WASHINGTON--On Aug. 12, the Center for Science in the Public Interest (CSPI) asked the Food and Drug Administration (FDA) to request that Marlow, England-based Marlow Foods stop the sale of and recall QuornT products in the United States. The public interest group reported at its meeting with FDA that it was concerned not only with Marlow Foods' marketing and labeling of the product, but also the safety of Quorn, a mycoprotein derived from Fusarium venenatum.

CSPI reported to FDA--which granted GRAS (Generally Recognized As Safe) status to Quorn in January 2002--that many consumers have reported becoming ill after eating Quorn; in fact, a 22-year-old student testified before FDA that she vomited five times before passing out after eating a Quorn cutlet, and she was later treated in the emergency room for dehydration. She is one of more than 30 people who have contacted CSPI and reported adverse reactions after eating Quorn products. The most comment complaint was diarrhea, although one man reported hives and breathing difficulties.

Earlier this year, CSPI wrote its first complaint letter to FDA and stated Quorn product labels were misleading. One such label read, "`Mycoprotein' comes from a small, unassuming member of the mushroom family, which we ferment like yogurt." CSPI rebutted this statement in its FDA letter. "The mycoprotein in this product has nothing to do with mushrooms. . The mycoprotein is produced as a continuous fermentation product and is considered a single-cell protein," the public interest group wrote. "Though it is obvious why the manufacturer does not wish to define mycoprotein as fungal in origin, it should be required to do so and not deceive consumers about the nature of its product." CSPI went on to write that Quorn is not fermented like yogurt, which uses bacteria, not the fungi used in the Quorn process.
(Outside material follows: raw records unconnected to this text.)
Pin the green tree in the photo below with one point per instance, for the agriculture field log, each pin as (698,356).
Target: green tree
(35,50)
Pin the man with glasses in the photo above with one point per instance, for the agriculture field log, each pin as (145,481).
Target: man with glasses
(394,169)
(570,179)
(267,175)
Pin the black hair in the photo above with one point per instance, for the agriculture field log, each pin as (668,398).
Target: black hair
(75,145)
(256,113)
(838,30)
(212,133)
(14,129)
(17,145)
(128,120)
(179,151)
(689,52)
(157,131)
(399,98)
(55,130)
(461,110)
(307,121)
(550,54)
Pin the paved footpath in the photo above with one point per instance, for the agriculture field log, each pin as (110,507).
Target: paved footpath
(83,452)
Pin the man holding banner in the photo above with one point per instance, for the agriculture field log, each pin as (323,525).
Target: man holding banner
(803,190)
This Feb. 28 FDA letter was followed up with another one dated April 24, as well as with letters filed with the United Kingdom's Food Standards Agency and the European Union. In an Aug. 12 report from the Association Press, an FDA spokesperson speaking on the condition of anonymity stated the agency would review and evaluate all available data on Quorn before proceeding with any actions.

According to a Quorn spokesperson, Quorn products have been used in Europe for the past 17 years by 20 million consumers who have eaten approximately 1 billion servings. "Quorn foods enjoy a 64-percent repeat sales rate, higher than those of Morningstar Farms, Boca Burger and Gardenburger in the United States," the company stated.

David Wilson, vice president and general manager of the U.S.-based office Quorn Foods Inc. in Riverside, Conn., reported the number of adverse events reported by CSPI are ridiculously small. "The sensitivity rates for Quorn are much lower, actually, than for other protein sources such as soy protein, milk or shellfish," he said, adding that FDA has not specifically asked the company for a response to CSPI's allegations. "We're in constant contact with FDA, especially since they're currently working on our food additive petition. We share information with them on a weekly basis."

Quorn products--which include non-meat chicken patties, nuggets and cutlets--may soon be some other company's battle. In June, Marlow Foods' parent company, London-based AstraZeneca, put Marlow Foods' and the Quorn brand up for sale in AstraZeneca's attempt to focus on its pharmaceutical business. According to the British paper Sunday Business (www.sundaybusiness.co.uk), analysts believe the business could go for 100 million pounds (US$154 million).